To wrap things up, I'll never forget this amazing class. It felt great talking about movies with people who actually cared. It gave my girlfriend a nice break from having me talk her ear off about something she is inept in. Thank you to everybody who made the class great.

Oh yea, I saw The Maltese Falcon yesterday. Would it be relevant to say this class was "the stuff dreams are made of"?


  1. The part about you being "bottom of the barrel etc. is absurd. You were always very knowledgable, both in an absolute sense, and to an amazing degree were we to add the modifier "for someone your age." Thanks for the very kind words. Obviiously I feel the same way. It was a terrific class.

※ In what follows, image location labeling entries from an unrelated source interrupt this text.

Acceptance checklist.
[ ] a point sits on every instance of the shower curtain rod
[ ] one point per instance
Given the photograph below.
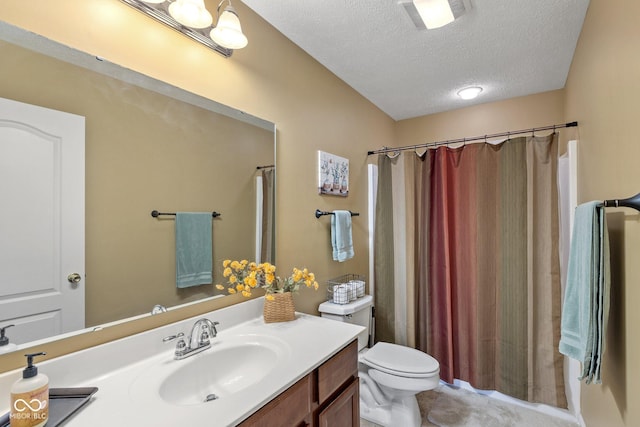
(474, 138)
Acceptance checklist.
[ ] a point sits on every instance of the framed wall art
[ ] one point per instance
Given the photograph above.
(333, 174)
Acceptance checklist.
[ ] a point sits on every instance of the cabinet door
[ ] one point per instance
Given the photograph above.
(337, 371)
(344, 411)
(290, 409)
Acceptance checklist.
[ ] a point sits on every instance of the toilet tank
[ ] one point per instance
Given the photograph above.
(357, 312)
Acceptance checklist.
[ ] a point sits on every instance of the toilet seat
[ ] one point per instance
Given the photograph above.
(401, 361)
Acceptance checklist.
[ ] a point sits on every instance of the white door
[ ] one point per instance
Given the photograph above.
(41, 221)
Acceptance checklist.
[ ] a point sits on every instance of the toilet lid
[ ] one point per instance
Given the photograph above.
(393, 358)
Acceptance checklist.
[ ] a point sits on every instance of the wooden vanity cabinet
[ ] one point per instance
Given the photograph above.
(327, 397)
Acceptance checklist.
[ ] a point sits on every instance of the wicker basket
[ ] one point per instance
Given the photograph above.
(279, 309)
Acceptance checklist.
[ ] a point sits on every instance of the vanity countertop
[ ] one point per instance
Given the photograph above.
(115, 368)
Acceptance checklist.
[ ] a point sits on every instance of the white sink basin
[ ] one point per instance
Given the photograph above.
(230, 366)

    I watched The Seventh Seal again today, and I thought of our class when Antonius Block holds the bowl of milk in his hands and remarks on how beautiful yet ephemeral are the joys of life. Memory holds the key to making such transitory joys last. Thus will I hold dearly the memory of our class.

    Your list is pretty close to what I would pick. I only disagree strongly in that Runaway Train is totally absent. I think I'd place that as best screenplay, certainly a nominee. Jon Voigt perhaps could get a lifetime achievement award for his two roles.

  2. Beautiful comments Nick. I agree with some of your picks but I will have my awards very soon. I agree with all of your thoughts on the film class, and as Mr. Bennett said, you know alot about film in a relative sense, and you didn't turn about to be too bad of a mayor as Mr. Bennett first feared.